We need to stick with €3.1bn budget target

Pre-budget horse-trading between Finance Minister Michael Noonan and his Cabinet colleagues is well underway.

We need to stick with €3.1bn budget target

Each department will want to protect its interests as much as possible.

But whether Mr Noonan has to push through €3.1bn or roughly €2.6bn in spending cuts and tax increases will involve a game of brinkmanship that could drive a wedge between the coalition partners.

Labour leader Eamon Gilmore has staked his party’s credibility on lessening the burden on the already hard-pressed taxpayer.

These are political considerations that cannot be ignored. Relentless austerity is taking its toll.
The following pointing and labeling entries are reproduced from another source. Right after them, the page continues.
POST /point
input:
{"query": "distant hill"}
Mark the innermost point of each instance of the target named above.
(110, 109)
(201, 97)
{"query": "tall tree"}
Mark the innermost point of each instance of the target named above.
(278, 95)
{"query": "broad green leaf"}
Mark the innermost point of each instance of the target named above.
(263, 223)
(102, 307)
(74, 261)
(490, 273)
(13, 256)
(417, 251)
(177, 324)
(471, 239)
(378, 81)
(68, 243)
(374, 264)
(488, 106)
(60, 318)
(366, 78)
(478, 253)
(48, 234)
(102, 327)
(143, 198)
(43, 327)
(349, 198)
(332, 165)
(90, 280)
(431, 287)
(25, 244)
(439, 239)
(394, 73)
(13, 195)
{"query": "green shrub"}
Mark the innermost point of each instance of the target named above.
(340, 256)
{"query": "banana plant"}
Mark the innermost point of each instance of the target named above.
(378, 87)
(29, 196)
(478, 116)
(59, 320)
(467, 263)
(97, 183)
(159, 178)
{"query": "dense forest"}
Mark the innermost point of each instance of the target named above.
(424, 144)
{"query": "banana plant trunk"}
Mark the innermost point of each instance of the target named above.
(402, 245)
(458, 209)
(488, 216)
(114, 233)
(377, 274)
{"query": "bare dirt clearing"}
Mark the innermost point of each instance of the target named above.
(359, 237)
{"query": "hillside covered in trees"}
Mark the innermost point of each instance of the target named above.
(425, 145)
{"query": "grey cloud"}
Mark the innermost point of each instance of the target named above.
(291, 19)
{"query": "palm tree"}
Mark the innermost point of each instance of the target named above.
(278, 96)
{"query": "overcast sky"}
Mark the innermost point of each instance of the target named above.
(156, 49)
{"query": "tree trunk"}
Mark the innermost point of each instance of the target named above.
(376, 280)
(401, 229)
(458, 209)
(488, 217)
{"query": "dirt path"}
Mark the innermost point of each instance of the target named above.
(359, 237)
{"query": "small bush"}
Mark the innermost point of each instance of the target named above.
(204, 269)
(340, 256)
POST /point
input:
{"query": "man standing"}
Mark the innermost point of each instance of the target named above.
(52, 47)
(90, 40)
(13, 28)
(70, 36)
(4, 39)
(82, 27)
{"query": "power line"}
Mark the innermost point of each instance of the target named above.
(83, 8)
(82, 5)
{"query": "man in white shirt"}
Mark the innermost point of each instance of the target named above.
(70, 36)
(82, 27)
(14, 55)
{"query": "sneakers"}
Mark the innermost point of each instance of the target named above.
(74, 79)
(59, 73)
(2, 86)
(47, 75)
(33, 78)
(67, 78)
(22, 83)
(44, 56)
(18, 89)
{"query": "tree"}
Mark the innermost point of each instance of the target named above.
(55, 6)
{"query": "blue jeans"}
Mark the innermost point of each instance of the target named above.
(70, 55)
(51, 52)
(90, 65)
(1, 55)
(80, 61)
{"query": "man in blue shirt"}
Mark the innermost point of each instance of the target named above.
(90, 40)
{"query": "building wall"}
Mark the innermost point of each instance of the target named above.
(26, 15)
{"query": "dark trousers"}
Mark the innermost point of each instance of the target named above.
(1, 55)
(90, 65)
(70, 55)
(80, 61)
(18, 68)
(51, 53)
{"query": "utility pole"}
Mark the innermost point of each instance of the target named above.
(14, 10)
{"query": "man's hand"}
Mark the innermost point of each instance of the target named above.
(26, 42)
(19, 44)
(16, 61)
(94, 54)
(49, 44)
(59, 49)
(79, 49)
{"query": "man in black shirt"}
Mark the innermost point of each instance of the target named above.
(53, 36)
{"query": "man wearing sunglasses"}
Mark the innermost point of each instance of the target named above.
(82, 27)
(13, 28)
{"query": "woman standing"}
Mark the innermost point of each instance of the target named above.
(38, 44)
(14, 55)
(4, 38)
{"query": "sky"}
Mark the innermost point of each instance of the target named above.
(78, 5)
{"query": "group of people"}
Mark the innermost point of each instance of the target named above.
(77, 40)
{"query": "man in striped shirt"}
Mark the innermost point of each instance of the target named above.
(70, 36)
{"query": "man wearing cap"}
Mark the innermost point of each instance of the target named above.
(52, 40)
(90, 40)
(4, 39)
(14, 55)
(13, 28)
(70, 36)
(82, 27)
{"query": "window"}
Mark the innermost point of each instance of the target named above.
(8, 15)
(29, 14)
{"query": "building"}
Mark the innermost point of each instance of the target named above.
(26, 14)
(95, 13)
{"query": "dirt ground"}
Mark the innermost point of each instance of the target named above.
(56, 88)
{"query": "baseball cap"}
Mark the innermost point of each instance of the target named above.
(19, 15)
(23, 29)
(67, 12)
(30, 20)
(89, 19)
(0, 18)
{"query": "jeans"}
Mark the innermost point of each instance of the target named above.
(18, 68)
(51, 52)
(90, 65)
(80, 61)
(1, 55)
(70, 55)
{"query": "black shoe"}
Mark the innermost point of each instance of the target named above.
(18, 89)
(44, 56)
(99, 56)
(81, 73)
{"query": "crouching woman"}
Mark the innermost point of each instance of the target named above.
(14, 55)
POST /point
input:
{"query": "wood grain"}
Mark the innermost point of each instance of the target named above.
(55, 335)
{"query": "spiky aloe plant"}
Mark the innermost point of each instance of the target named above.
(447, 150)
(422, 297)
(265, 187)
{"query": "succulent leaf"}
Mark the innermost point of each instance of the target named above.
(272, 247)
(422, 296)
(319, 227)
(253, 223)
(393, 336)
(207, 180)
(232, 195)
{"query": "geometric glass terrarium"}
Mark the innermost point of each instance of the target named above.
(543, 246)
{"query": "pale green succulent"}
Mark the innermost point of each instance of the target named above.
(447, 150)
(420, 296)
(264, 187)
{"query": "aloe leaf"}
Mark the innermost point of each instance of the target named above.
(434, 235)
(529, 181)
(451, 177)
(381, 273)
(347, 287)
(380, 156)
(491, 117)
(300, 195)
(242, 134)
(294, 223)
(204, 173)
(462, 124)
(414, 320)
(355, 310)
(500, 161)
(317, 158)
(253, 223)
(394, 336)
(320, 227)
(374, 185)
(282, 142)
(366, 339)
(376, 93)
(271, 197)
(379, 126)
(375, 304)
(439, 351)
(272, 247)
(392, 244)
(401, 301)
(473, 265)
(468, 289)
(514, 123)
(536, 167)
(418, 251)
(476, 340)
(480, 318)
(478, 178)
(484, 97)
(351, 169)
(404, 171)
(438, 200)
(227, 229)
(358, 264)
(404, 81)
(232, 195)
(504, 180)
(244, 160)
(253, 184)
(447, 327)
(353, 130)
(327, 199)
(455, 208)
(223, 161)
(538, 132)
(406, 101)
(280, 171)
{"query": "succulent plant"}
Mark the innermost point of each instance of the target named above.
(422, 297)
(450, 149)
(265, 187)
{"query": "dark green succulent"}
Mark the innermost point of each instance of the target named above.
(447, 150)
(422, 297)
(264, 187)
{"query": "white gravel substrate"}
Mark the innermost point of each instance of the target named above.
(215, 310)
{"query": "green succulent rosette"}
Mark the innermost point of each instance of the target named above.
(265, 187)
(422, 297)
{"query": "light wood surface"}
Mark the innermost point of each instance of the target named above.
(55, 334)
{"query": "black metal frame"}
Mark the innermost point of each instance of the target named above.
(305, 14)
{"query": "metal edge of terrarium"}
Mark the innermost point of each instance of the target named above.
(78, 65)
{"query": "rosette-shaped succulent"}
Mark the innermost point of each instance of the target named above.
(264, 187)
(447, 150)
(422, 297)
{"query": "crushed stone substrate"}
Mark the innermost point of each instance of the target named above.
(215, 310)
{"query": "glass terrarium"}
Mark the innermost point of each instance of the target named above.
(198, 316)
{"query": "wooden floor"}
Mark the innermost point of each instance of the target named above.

Cutbacks are crimping vital social services.

Over the medium to longer term, Ireland will be asked to vote on EU referenda. Indeed, the European Parliament elections are next June. The electorate are becoming more inclined to anti-Brussels sentiment. If the future of the euro hinges on closer political and fiscal integration, it is going to be very hard to get a mass buy in from Irish people.

But Ireland faces a different set of challenges over the near term. Those looking to ease up on adjustment argue that a €3.1bn budget has the potential to knock an incipient domestic recovery on its head.

There is a great deal of merit in this argument. The growth figures released on Thursday show the economy is still very fragile.

But the consequences of easing up on consolidation could prove to be very costly. In a conference organised by the Irish Banking Federation (in Dublin on Tuesday, one of the speakers mentioned in passing that a senior eurozone central banker had been full of praise for Ireland, describing the country as the “posterchild for austerity”.

The central banker was most likely the head of the Bundesbank, Jens Weidmann, and this view is widely held among senior EU policy makers.

That is why it needs the goodwill to continue long after the country exits the bailout programme in November. To this end, it is much wiser to proceed with the €3.1bn in budget cuts.

The agreement with the troika was that the fiscal deficit would be reduced to 5.1% next year, which was to be achieved through €3.1bn in cuts. The argument put forward by Mr Gilmore is that because of savings made through the restructuring of the promissory notes, the Government will reach the 5.1% target through a lesser nominal amount.

However, the IMF, the ECB and the European Commission all favour the €3.1bn adjustment on the basis that the economic backdrop is very uncertain and growth could undershoot.

The ESRI’s John Fitzgerald argues that it is better to do €3.1bn in October and take a wait-and-see approach to the 2015 budget. If a smaller nominal amount is made in October and growth undershoots next year, the Government will end up possibly missing the 3% target, which would result in another few hairshirt budgets.

Moreover, the Government needs to secure a precautionary credit line if it is going to make a successful exit from the bailout. This will come from the IMF, the ESM or the ECB, which means that it is of crucial importance that the troika remains well disposed to Ireland.

Also, this country is carrying too much debt. The Government is attempting to recoup some of the €30bn it has ploughed into the covered banks through a recapitalisation by the ESM. For this to happen it will need widespread political support.

If that means a €3.1bn adjustment to keep the country’s political paymasters happy, then it could be a price worth paying.